Après quelques jours d'efforts intenses, suivant un rythme de « deux jours d'escalade, un jour de repos », nous avons atteint la longueur 14, le premier 5.14d/9a de la voie. C’est là le point crucial pour moi et pour la plupart des gens (et là où j’avais échoué il y a deux ans).
La recherche de solutions pour surmonter ces obstacles me hantait jour et nuit : quelles chaussures d'escalade utiliser ? Comment dois-je me positionner pour certains mouvements ? Comment dois-je prendre soin de ma peau ? Quelle stratégie dois-je adopter pour un push ? Comment pourrais-je mémoriser chaque pièce de protection, chaque prise pour les mains, chaque prise pour les pieds ?

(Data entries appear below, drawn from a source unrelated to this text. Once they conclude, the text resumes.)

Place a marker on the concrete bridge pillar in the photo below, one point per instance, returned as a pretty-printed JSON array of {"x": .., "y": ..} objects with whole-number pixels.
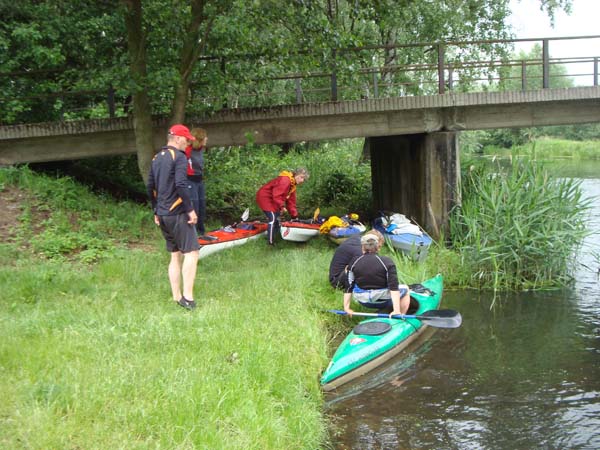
[{"x": 417, "y": 175}]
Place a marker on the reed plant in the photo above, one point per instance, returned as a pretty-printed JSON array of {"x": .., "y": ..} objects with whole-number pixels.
[
  {"x": 517, "y": 226},
  {"x": 95, "y": 354}
]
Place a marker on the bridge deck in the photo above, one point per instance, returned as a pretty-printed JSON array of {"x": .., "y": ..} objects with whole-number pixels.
[{"x": 318, "y": 121}]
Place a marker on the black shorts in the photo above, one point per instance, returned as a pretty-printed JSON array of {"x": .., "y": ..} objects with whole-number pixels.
[
  {"x": 180, "y": 235},
  {"x": 340, "y": 281}
]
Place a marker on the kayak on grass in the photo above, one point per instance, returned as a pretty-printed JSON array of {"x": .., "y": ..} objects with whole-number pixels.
[
  {"x": 340, "y": 234},
  {"x": 299, "y": 231},
  {"x": 374, "y": 341},
  {"x": 407, "y": 237},
  {"x": 230, "y": 236}
]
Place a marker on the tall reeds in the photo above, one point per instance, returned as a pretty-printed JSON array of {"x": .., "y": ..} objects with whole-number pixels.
[{"x": 517, "y": 226}]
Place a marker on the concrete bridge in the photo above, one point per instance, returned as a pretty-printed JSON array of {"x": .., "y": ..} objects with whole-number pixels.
[{"x": 412, "y": 138}]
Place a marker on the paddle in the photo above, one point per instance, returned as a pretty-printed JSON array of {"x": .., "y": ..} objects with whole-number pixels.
[{"x": 440, "y": 318}]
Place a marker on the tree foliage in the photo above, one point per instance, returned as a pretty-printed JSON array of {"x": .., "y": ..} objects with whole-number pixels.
[{"x": 202, "y": 55}]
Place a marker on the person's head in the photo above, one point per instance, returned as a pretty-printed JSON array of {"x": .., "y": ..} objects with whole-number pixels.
[
  {"x": 201, "y": 137},
  {"x": 179, "y": 136},
  {"x": 371, "y": 241},
  {"x": 300, "y": 175}
]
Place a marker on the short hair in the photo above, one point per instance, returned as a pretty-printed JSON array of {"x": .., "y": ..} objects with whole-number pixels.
[
  {"x": 371, "y": 241},
  {"x": 199, "y": 134},
  {"x": 301, "y": 171}
]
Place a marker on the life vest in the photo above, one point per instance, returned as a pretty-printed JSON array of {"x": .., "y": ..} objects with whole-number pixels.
[{"x": 290, "y": 175}]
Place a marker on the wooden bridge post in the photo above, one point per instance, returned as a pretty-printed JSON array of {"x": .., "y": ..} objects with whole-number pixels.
[{"x": 417, "y": 175}]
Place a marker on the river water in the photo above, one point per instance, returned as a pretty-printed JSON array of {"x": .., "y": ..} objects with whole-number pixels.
[{"x": 524, "y": 374}]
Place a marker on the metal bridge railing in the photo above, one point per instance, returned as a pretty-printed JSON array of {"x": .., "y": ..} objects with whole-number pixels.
[{"x": 350, "y": 74}]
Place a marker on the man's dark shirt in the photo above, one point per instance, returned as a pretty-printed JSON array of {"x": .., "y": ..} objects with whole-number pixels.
[
  {"x": 346, "y": 252},
  {"x": 167, "y": 183},
  {"x": 372, "y": 271}
]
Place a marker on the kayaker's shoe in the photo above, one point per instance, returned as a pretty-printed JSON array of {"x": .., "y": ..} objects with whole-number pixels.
[{"x": 187, "y": 304}]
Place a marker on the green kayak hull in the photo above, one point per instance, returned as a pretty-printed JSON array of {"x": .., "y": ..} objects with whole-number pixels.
[{"x": 359, "y": 354}]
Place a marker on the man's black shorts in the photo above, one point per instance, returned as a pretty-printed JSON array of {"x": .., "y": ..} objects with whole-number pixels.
[
  {"x": 179, "y": 235},
  {"x": 340, "y": 281}
]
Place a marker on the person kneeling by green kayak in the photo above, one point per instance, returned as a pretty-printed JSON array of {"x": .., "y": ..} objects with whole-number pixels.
[{"x": 373, "y": 281}]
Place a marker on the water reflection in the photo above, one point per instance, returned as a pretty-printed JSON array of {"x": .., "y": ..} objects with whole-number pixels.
[{"x": 525, "y": 374}]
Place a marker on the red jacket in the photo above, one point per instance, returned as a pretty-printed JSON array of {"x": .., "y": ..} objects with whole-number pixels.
[{"x": 277, "y": 193}]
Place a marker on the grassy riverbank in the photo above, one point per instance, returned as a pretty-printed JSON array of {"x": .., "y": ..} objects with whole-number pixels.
[{"x": 94, "y": 354}]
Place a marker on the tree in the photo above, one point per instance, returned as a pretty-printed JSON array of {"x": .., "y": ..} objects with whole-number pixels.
[{"x": 163, "y": 53}]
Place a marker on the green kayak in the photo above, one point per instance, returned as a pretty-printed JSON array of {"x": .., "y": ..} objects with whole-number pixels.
[{"x": 359, "y": 353}]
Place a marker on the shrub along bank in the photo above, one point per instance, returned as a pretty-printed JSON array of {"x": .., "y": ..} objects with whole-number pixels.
[{"x": 111, "y": 361}]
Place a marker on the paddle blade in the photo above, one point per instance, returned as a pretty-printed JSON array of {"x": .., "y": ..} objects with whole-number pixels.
[{"x": 437, "y": 318}]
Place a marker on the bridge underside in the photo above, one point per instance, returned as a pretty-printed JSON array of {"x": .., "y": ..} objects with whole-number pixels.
[
  {"x": 417, "y": 175},
  {"x": 313, "y": 122}
]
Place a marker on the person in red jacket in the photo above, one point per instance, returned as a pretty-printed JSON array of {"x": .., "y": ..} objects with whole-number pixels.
[{"x": 278, "y": 196}]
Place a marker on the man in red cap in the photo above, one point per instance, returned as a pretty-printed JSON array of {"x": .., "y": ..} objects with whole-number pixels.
[{"x": 174, "y": 213}]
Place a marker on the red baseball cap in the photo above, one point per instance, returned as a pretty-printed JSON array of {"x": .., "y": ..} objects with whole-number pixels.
[{"x": 181, "y": 130}]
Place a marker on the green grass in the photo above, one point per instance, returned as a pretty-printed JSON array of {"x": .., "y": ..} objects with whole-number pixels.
[
  {"x": 94, "y": 353},
  {"x": 101, "y": 357}
]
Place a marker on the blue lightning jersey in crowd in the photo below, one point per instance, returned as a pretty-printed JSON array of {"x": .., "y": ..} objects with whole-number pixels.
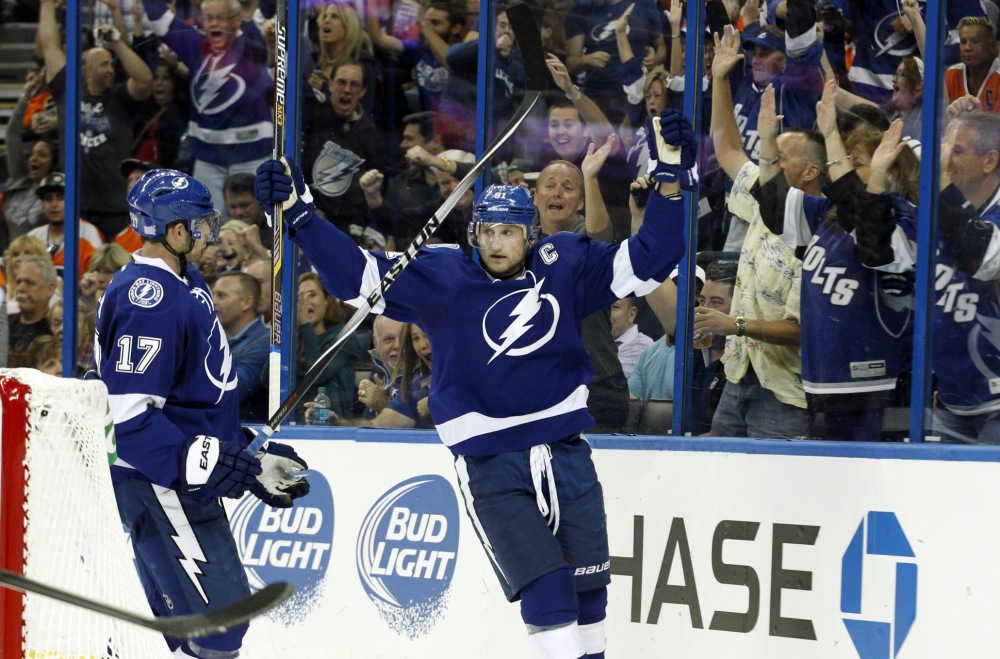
[
  {"x": 856, "y": 329},
  {"x": 966, "y": 313},
  {"x": 879, "y": 47},
  {"x": 796, "y": 92},
  {"x": 165, "y": 359},
  {"x": 231, "y": 92},
  {"x": 510, "y": 369}
]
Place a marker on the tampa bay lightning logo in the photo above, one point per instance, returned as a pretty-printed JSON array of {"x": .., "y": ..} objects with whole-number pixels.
[
  {"x": 145, "y": 293},
  {"x": 521, "y": 322},
  {"x": 334, "y": 170},
  {"x": 289, "y": 544},
  {"x": 407, "y": 549},
  {"x": 216, "y": 87}
]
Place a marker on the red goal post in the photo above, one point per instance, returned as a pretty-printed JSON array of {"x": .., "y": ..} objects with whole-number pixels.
[{"x": 60, "y": 524}]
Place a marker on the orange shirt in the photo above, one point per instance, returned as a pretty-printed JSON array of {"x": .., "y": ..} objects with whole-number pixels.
[{"x": 956, "y": 82}]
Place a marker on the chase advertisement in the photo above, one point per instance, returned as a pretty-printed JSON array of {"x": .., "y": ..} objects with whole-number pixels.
[{"x": 713, "y": 554}]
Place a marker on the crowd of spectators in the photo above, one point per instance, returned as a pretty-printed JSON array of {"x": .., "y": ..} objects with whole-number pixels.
[{"x": 808, "y": 161}]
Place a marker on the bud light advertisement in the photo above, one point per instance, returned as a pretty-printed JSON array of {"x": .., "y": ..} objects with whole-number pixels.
[
  {"x": 290, "y": 544},
  {"x": 407, "y": 548}
]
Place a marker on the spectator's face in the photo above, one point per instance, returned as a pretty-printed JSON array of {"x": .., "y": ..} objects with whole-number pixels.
[
  {"x": 622, "y": 317},
  {"x": 411, "y": 137},
  {"x": 53, "y": 207},
  {"x": 447, "y": 184},
  {"x": 242, "y": 206},
  {"x": 656, "y": 99},
  {"x": 766, "y": 65},
  {"x": 502, "y": 248},
  {"x": 559, "y": 197},
  {"x": 260, "y": 271},
  {"x": 862, "y": 160},
  {"x": 220, "y": 24},
  {"x": 231, "y": 302},
  {"x": 718, "y": 295},
  {"x": 386, "y": 339},
  {"x": 98, "y": 70},
  {"x": 437, "y": 20},
  {"x": 312, "y": 303},
  {"x": 967, "y": 168},
  {"x": 421, "y": 345},
  {"x": 163, "y": 86},
  {"x": 32, "y": 291},
  {"x": 567, "y": 134},
  {"x": 332, "y": 26},
  {"x": 40, "y": 161},
  {"x": 976, "y": 47},
  {"x": 346, "y": 90},
  {"x": 905, "y": 90},
  {"x": 504, "y": 36}
]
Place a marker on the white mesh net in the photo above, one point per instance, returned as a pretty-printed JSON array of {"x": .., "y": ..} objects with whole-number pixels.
[{"x": 73, "y": 536}]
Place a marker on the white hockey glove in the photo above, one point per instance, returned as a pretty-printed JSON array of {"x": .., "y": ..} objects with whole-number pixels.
[{"x": 278, "y": 484}]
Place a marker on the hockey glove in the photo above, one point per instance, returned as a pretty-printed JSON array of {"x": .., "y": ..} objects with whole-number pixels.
[
  {"x": 672, "y": 149},
  {"x": 278, "y": 485},
  {"x": 278, "y": 182},
  {"x": 215, "y": 468}
]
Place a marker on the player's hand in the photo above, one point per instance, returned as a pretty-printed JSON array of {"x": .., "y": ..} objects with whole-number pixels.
[
  {"x": 279, "y": 484},
  {"x": 214, "y": 468},
  {"x": 672, "y": 149}
]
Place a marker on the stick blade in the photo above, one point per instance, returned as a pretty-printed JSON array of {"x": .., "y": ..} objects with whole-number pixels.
[{"x": 237, "y": 613}]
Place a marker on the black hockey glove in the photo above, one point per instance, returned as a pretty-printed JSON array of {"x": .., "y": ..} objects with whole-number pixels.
[{"x": 215, "y": 468}]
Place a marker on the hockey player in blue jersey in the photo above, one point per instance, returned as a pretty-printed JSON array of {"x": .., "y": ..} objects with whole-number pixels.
[
  {"x": 509, "y": 393},
  {"x": 163, "y": 355}
]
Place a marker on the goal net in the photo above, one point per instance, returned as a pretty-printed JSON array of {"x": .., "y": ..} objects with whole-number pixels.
[{"x": 59, "y": 523}]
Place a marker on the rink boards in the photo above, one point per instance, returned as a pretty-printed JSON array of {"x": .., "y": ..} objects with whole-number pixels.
[{"x": 719, "y": 548}]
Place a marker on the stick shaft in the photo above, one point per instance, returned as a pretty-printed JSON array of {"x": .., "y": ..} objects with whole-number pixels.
[{"x": 526, "y": 31}]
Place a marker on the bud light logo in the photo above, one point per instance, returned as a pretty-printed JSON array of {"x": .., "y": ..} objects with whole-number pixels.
[
  {"x": 407, "y": 549},
  {"x": 289, "y": 544}
]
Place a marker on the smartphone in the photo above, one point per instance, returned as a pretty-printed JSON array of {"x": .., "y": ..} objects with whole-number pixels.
[{"x": 641, "y": 195}]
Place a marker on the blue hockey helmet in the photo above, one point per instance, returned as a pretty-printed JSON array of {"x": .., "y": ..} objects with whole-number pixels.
[
  {"x": 165, "y": 196},
  {"x": 504, "y": 204}
]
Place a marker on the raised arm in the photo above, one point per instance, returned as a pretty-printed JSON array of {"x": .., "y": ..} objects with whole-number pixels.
[
  {"x": 725, "y": 133},
  {"x": 49, "y": 40}
]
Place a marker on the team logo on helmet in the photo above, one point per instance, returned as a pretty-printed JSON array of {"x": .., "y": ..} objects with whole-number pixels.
[
  {"x": 288, "y": 544},
  {"x": 145, "y": 293},
  {"x": 406, "y": 553}
]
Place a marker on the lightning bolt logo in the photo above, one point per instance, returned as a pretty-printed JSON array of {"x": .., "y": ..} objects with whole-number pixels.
[
  {"x": 211, "y": 81},
  {"x": 191, "y": 553},
  {"x": 524, "y": 312}
]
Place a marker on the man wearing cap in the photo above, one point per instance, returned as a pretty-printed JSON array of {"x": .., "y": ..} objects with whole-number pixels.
[{"x": 51, "y": 190}]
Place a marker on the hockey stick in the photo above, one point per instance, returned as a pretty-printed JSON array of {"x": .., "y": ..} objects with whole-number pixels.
[
  {"x": 190, "y": 626},
  {"x": 277, "y": 287},
  {"x": 526, "y": 31}
]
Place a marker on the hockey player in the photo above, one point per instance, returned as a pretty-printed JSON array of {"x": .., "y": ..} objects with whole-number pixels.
[
  {"x": 509, "y": 396},
  {"x": 163, "y": 355}
]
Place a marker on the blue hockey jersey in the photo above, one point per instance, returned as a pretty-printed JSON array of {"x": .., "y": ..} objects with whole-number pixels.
[
  {"x": 510, "y": 369},
  {"x": 164, "y": 357},
  {"x": 231, "y": 93}
]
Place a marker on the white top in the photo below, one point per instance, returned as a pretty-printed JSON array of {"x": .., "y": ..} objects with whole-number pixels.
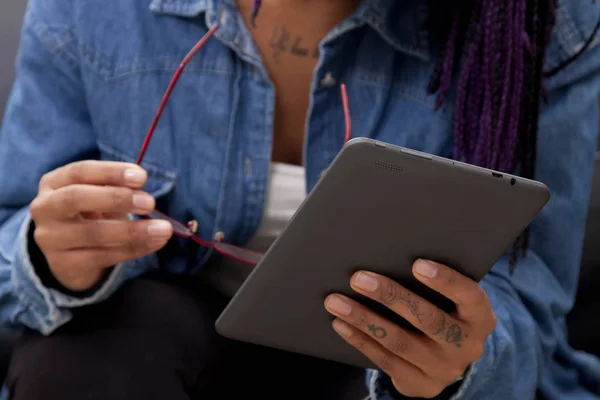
[{"x": 285, "y": 193}]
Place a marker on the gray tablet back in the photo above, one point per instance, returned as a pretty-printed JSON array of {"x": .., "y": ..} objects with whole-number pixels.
[{"x": 378, "y": 207}]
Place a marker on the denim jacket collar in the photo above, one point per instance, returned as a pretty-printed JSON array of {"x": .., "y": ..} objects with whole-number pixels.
[{"x": 400, "y": 23}]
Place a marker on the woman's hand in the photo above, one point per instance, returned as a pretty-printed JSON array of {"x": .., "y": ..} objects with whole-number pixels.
[{"x": 420, "y": 365}]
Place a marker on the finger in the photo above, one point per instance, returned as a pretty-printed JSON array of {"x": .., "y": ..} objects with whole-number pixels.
[
  {"x": 101, "y": 233},
  {"x": 410, "y": 346},
  {"x": 471, "y": 300},
  {"x": 93, "y": 172},
  {"x": 420, "y": 313},
  {"x": 408, "y": 379},
  {"x": 71, "y": 200}
]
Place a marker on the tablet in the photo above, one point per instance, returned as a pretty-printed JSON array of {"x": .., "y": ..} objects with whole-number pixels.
[{"x": 378, "y": 207}]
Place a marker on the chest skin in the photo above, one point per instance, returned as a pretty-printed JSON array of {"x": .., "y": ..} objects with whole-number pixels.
[{"x": 287, "y": 35}]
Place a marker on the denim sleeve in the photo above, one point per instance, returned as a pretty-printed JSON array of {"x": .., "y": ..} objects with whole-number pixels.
[
  {"x": 46, "y": 125},
  {"x": 529, "y": 343}
]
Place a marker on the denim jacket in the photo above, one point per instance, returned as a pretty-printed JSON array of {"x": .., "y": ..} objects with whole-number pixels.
[{"x": 90, "y": 75}]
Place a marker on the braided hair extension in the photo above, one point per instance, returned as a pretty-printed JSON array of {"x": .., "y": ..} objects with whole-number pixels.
[{"x": 499, "y": 74}]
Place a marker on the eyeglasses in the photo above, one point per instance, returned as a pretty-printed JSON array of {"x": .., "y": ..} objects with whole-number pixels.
[{"x": 190, "y": 229}]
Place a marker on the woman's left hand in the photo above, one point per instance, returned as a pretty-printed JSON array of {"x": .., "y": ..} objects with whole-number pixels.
[{"x": 420, "y": 365}]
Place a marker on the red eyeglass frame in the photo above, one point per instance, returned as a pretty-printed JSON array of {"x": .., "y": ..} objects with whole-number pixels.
[{"x": 188, "y": 231}]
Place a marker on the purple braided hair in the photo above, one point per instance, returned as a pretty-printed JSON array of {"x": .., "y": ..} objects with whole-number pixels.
[{"x": 500, "y": 78}]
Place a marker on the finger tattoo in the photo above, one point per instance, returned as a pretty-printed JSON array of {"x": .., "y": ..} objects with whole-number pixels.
[
  {"x": 377, "y": 331},
  {"x": 391, "y": 295}
]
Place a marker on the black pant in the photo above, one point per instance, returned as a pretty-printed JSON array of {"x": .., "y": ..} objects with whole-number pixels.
[{"x": 156, "y": 340}]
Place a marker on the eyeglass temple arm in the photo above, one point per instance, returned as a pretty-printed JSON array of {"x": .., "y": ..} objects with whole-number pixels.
[
  {"x": 347, "y": 118},
  {"x": 172, "y": 84}
]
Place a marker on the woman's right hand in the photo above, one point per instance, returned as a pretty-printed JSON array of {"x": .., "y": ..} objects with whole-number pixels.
[{"x": 82, "y": 225}]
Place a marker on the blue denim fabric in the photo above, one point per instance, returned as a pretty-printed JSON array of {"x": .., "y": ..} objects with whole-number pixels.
[{"x": 91, "y": 74}]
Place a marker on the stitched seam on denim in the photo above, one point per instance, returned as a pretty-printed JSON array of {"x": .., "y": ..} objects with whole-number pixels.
[
  {"x": 402, "y": 90},
  {"x": 53, "y": 43},
  {"x": 568, "y": 36}
]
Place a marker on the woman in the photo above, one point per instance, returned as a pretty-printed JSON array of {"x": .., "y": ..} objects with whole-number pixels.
[{"x": 115, "y": 307}]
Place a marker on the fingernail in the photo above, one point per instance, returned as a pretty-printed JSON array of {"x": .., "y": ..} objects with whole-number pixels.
[
  {"x": 143, "y": 201},
  {"x": 338, "y": 306},
  {"x": 135, "y": 175},
  {"x": 426, "y": 268},
  {"x": 342, "y": 328},
  {"x": 367, "y": 282},
  {"x": 159, "y": 229}
]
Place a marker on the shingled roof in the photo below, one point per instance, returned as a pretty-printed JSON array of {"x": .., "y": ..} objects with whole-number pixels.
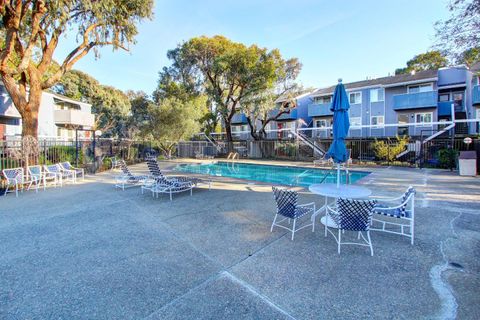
[{"x": 384, "y": 81}]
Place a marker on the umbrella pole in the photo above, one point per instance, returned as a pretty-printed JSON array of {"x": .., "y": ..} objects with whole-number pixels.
[{"x": 338, "y": 175}]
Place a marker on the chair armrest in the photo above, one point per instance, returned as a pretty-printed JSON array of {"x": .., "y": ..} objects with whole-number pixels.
[{"x": 310, "y": 204}]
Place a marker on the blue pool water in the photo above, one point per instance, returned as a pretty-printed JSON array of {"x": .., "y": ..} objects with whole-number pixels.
[{"x": 291, "y": 176}]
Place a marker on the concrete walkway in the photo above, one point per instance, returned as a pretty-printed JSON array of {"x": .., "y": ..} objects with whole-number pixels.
[{"x": 88, "y": 251}]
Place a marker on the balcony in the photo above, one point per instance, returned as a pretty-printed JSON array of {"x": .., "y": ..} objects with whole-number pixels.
[
  {"x": 476, "y": 94},
  {"x": 239, "y": 118},
  {"x": 415, "y": 100},
  {"x": 319, "y": 110},
  {"x": 74, "y": 117},
  {"x": 292, "y": 115}
]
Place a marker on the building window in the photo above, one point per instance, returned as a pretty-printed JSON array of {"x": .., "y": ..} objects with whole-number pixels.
[
  {"x": 323, "y": 123},
  {"x": 355, "y": 98},
  {"x": 425, "y": 118},
  {"x": 323, "y": 100},
  {"x": 444, "y": 97},
  {"x": 377, "y": 121},
  {"x": 355, "y": 121},
  {"x": 377, "y": 95},
  {"x": 420, "y": 88}
]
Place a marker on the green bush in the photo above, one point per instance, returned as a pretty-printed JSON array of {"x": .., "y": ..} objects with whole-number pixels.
[
  {"x": 386, "y": 150},
  {"x": 447, "y": 158},
  {"x": 56, "y": 154}
]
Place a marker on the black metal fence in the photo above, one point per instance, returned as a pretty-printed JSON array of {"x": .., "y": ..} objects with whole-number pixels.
[
  {"x": 375, "y": 151},
  {"x": 94, "y": 155}
]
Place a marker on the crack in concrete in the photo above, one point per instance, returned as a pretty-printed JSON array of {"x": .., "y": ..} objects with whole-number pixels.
[
  {"x": 441, "y": 286},
  {"x": 252, "y": 290}
]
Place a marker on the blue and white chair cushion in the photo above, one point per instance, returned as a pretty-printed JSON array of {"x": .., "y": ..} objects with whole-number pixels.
[
  {"x": 288, "y": 207},
  {"x": 287, "y": 204},
  {"x": 155, "y": 171},
  {"x": 399, "y": 212},
  {"x": 353, "y": 215}
]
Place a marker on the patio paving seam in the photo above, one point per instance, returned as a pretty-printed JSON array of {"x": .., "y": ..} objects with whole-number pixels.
[
  {"x": 441, "y": 286},
  {"x": 178, "y": 236},
  {"x": 252, "y": 290},
  {"x": 224, "y": 270}
]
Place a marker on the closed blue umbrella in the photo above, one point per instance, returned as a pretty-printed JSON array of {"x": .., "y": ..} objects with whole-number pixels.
[{"x": 341, "y": 124}]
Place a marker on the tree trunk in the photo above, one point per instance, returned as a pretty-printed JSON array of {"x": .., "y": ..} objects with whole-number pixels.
[
  {"x": 30, "y": 124},
  {"x": 228, "y": 130}
]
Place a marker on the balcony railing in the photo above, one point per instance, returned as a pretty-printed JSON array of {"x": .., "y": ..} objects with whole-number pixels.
[
  {"x": 292, "y": 115},
  {"x": 319, "y": 110},
  {"x": 74, "y": 117},
  {"x": 445, "y": 107},
  {"x": 239, "y": 118},
  {"x": 415, "y": 100},
  {"x": 476, "y": 94}
]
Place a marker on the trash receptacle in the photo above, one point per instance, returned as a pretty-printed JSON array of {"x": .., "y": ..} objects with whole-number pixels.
[{"x": 467, "y": 161}]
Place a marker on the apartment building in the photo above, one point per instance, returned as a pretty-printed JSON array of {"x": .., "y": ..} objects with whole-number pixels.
[
  {"x": 58, "y": 117},
  {"x": 413, "y": 103}
]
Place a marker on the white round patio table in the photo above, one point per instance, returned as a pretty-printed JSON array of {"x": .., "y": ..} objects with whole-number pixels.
[{"x": 330, "y": 190}]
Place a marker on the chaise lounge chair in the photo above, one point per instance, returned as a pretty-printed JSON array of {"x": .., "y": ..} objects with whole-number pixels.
[
  {"x": 61, "y": 174},
  {"x": 77, "y": 171},
  {"x": 127, "y": 179},
  {"x": 42, "y": 176},
  {"x": 154, "y": 169},
  {"x": 162, "y": 185},
  {"x": 15, "y": 178}
]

Au fur et à mesure des séances, les choses ont commencé à se mettre en place. Je me sentais très bien sur les mouvements crux (j'ai finalement réussi à exécuter le dernier crux de la longueur 14, qui m'avait arrêté la dernière fois).
Pendant trois à quatre longues semaines (un total de 15 séances de travail sur le parcours pour moi cette saison), nous avons gravi des centaines de mètres sur des lignes fixes, hissé des sacs, travaillé les longueurs cruciales et installé des cordes… Le Dawn Wall n'avait pas changé, c'était toujours une entreprise énorme, et tout dans ce processus était difficile : l'escalade, les températures hivernales glaciales mêlées à la chaleur et à l'exposition au soleil de ce mur exposé au sud, l'exposition constante, la protection instable, la glace qui tombe…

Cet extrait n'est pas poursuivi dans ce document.